28 June 1745

8. Philip Doddridge, Bury, to Mercy Doddridge, Northampton, 28 June 1745.1

 

Bury   June 28. 1745

 

My Dearest

             It is always a most sensible pleasure to me to sit down to write ye last Letter you are to receive from me in a Journey. And I am to begin this wh a piece of such very good News that I can hardly wish any thing better for my Self than that I may receive as good Tidings from your Self at Oundle on Thursday Night when I have set my Heart much upon seeing you. I had just now a Letter from Mr Trotman who arrived at Sudbury yesterday after I left it wh was about ten in ye Morning, in wh he informs me that when he came away you were much better than you had before been. Most agreeable you may be sure this was to me when I had been uninformed for no less that twelve Days concerning you for my last Letter was dated on Monday Sennight. He also tells me you intend on a Letter to morrow night but if I defer writing till I receive it ye last post before you set out to meet me will be a silent one wh I wd by no means permit it to be. I dare say it will be no News at all to tell you that I long much more to see you than I should probably have done if we had been married but a Month ago & that ye thought of that part wh your Tenderness gives you in my Health makes me rejoice in it much more than I should otherwise do. I have all imaginable Reasons relating to my Self & my other Friends to wish to see you at Oundle according to ye Petition of my last but none impresses me so much as the Hope that it may conduce to your Recovery about wh I beg you would consult Dr Stonhouse & if he thinks it will be any way prejudicial to it then I strictly charge & command you dear Madam that, how eagerly soever we may concur to desire ye Anticipation of our Interview, you would not stir out of doors no not so much as to Wellingborough tho to say ye Truth I should be greatly delighted on proper Information to meet you there at Mr Rodicks on Friday Night if you can venture no farther. Yet venture not so far without a permit & wh it come to Oundle if you can or if you cannot find some Body else to let me know how matters stand. I am here quite well wh good Mr Webb, who inquires most kindly after you, sends you his Service & would have been exceeding glad to see you.

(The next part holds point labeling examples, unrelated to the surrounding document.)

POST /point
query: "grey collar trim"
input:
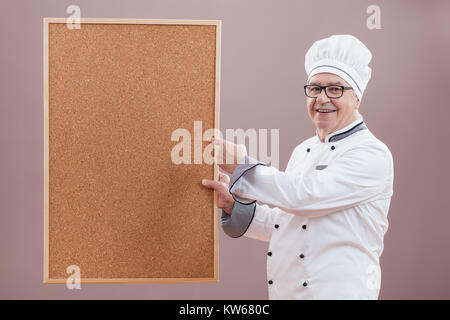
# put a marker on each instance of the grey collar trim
(342, 135)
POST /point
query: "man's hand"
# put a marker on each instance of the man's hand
(229, 155)
(226, 201)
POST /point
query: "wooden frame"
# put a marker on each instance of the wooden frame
(46, 22)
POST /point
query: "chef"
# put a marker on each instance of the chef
(325, 216)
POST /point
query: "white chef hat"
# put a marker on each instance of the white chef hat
(343, 55)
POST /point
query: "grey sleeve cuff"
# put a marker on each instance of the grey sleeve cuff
(248, 164)
(236, 224)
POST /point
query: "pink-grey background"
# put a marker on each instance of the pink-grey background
(263, 48)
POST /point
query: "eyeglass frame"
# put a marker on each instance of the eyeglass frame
(324, 87)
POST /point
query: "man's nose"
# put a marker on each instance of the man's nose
(322, 98)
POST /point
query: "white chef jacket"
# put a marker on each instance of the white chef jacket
(327, 219)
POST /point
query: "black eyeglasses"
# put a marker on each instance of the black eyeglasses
(332, 92)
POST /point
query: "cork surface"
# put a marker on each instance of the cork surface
(117, 206)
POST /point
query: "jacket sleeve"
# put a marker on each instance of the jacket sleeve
(251, 220)
(360, 175)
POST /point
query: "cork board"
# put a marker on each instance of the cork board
(115, 204)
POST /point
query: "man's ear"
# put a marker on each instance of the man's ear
(357, 103)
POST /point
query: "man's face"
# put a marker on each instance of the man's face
(345, 107)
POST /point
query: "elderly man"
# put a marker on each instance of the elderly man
(326, 215)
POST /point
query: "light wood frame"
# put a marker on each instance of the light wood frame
(47, 21)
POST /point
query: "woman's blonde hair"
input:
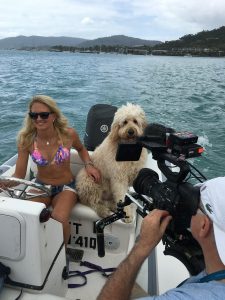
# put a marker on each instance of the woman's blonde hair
(28, 132)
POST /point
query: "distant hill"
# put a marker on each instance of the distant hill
(118, 40)
(38, 41)
(21, 42)
(212, 39)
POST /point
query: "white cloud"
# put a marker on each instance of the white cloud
(87, 21)
(150, 19)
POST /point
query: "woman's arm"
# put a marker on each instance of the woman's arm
(21, 163)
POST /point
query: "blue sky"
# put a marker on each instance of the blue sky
(162, 20)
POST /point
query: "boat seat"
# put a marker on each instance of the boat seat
(119, 236)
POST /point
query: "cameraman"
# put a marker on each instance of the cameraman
(207, 227)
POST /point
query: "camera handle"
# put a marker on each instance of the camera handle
(119, 214)
(100, 225)
(181, 163)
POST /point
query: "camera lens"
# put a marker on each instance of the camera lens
(145, 180)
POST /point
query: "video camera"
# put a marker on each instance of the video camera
(174, 193)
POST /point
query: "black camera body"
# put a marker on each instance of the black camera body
(172, 193)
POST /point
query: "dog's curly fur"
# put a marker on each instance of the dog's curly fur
(128, 123)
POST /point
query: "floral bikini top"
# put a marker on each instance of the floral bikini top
(61, 155)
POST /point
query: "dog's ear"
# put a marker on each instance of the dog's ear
(113, 135)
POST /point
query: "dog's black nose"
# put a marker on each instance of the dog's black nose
(130, 132)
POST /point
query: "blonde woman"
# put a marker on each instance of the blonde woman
(47, 138)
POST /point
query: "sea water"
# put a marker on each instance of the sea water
(185, 93)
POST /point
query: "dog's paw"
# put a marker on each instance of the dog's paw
(129, 216)
(103, 212)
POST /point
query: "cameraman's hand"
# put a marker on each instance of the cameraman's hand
(152, 230)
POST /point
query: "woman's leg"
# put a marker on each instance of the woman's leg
(62, 205)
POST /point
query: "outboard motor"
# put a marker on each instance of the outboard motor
(99, 120)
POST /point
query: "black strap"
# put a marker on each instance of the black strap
(93, 268)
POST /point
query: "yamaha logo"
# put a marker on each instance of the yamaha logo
(104, 128)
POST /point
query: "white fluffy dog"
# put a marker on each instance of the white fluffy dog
(128, 123)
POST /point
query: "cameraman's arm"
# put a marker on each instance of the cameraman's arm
(120, 284)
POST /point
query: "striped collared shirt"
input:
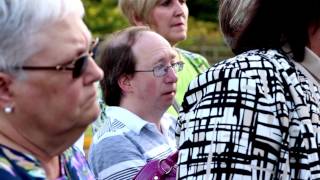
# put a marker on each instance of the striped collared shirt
(126, 142)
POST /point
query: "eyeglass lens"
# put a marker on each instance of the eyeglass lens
(80, 66)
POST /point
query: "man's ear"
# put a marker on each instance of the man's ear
(5, 94)
(125, 84)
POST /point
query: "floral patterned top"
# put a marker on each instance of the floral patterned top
(17, 165)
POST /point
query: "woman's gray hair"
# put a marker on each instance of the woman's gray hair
(233, 18)
(22, 20)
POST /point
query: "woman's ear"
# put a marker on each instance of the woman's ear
(138, 21)
(125, 84)
(5, 94)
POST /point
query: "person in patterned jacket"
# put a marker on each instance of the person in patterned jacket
(257, 115)
(47, 89)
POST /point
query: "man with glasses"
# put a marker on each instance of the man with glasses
(139, 86)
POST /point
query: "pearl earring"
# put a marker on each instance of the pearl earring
(8, 109)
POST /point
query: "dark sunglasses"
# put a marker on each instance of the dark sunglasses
(77, 66)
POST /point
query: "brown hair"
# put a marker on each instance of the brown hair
(272, 24)
(116, 59)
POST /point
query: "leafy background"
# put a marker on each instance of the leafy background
(104, 17)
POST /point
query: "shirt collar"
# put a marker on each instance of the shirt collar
(311, 62)
(131, 120)
(134, 122)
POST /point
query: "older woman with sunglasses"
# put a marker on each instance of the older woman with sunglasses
(47, 91)
(140, 69)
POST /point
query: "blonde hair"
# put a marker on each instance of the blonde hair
(233, 17)
(137, 9)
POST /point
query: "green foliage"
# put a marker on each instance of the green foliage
(103, 16)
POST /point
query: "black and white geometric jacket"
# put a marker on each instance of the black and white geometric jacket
(253, 116)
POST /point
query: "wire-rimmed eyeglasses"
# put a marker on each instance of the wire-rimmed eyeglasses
(77, 66)
(162, 70)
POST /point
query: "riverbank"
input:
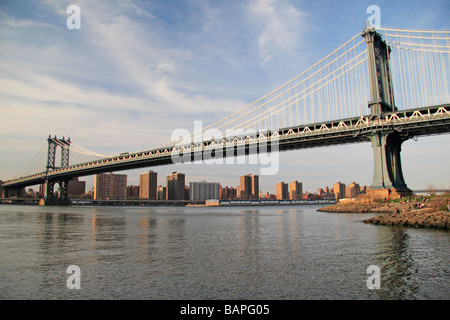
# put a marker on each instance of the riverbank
(418, 212)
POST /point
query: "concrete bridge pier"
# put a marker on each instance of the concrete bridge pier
(388, 181)
(50, 199)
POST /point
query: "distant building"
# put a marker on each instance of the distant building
(228, 193)
(175, 186)
(110, 186)
(282, 191)
(353, 190)
(339, 190)
(133, 191)
(296, 190)
(76, 188)
(161, 193)
(249, 187)
(148, 182)
(202, 191)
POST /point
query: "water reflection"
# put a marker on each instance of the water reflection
(397, 266)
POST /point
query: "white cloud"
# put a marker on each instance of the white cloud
(281, 26)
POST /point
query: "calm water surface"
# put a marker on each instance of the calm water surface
(289, 252)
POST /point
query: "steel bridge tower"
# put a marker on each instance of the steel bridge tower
(49, 195)
(388, 178)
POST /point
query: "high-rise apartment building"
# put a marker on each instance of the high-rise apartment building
(147, 185)
(228, 193)
(352, 190)
(132, 192)
(339, 190)
(249, 187)
(175, 187)
(201, 191)
(161, 193)
(110, 186)
(296, 190)
(282, 191)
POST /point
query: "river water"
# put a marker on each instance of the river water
(280, 252)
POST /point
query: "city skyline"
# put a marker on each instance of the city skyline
(179, 64)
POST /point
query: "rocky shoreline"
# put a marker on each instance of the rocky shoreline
(427, 214)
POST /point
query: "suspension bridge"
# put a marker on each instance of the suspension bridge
(346, 97)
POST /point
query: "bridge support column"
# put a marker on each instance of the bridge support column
(50, 197)
(388, 181)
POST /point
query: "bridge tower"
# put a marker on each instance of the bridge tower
(388, 178)
(49, 196)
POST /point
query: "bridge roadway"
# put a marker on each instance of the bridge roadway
(409, 123)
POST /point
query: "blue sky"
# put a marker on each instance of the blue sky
(138, 70)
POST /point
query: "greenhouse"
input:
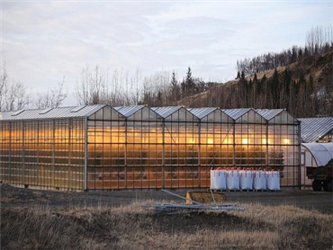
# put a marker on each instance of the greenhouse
(139, 147)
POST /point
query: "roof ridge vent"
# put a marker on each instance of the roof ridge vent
(45, 111)
(78, 108)
(18, 112)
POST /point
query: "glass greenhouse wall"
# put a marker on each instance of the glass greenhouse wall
(137, 147)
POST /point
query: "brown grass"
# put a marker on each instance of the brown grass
(132, 227)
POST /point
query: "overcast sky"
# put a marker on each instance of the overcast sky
(42, 41)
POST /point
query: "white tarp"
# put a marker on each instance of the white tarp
(233, 179)
(259, 180)
(218, 179)
(246, 179)
(273, 180)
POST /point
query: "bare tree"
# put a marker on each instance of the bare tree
(3, 85)
(16, 97)
(90, 89)
(52, 98)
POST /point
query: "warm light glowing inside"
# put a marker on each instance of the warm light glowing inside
(191, 141)
(227, 141)
(210, 141)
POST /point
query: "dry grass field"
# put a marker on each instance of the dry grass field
(132, 227)
(27, 225)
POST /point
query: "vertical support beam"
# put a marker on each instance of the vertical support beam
(234, 144)
(23, 152)
(163, 154)
(199, 153)
(69, 171)
(53, 155)
(86, 153)
(299, 155)
(10, 153)
(266, 145)
(125, 153)
(38, 166)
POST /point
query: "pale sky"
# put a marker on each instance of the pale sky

             Since I wrote this I received yours wh as ye Frank proved insignificant I think very cheap at 18d. Had ye Villain abused a Dog of yours as he has done your Sammy my Indignation would have risen as it is I must only assure you that I will spare no Trouble or Expence to procure him ample Justice  Tis late ys Saturday Night – The post will soon go out so I cannot enlarge & I must write to Mr Jackson. I inclose this Letter in one to him & wh it I send yours & another ^very kind one^ to poor Sammy. I intirely approve of every Line you have writ & long to be with you to comfort my dearest under this new accession of affliction. I thank you for your exceeding kind Letter. I bless God that you are better & pray from my heart your recovery may be perfected. I hope it was in Mercy to dear Sammy that this wretch was suffered to break loose of him & I really think that had he been my own Brother I should have felt so warm an Emotion. Remember me kindly to ye dear Children & all Friends I am

                        Dear Creature

                                    Most affectionately yours wh all ye passions of my Heart

                                                             P Doddridge


 

 

Mr Gardiner has ye Tooth Ach

He sends you his Services &

His Horse carries me most charmingly


 

Address: To | Mrs Doddridge | in Northampton

Postmark: None

Note on address page (in Mercy’s hand): Dr Ds  | June 23 45


1 Ferdinand J. Dreer Autograph Collection, English Clergyman, Vol. 1, Box 263, Folder 52, Historical Society of Pennsylvania. Letter does not appear in Geoffrey F. Nuttall, Calendar of the Correspondence of Philip Doddridge (1979) but it does appear in his Philip Doddridge: Additional Letters (2001). Doddridge wrote to Mercy from Norwich on 19 June and 21 June (attended the ordination of Abraham Tozer there on 20 June) and once again on 23 June, just as he was leaving for Sudbury and directing her to send her next letter to him at Bury St. Edmunds. He wrote to her from Sudbury on 27 June, the day before the above letter was composed from Bury. Mercy responded to her husband on 30 June, sending the letter to their friend, John Purchase, in Cambridge.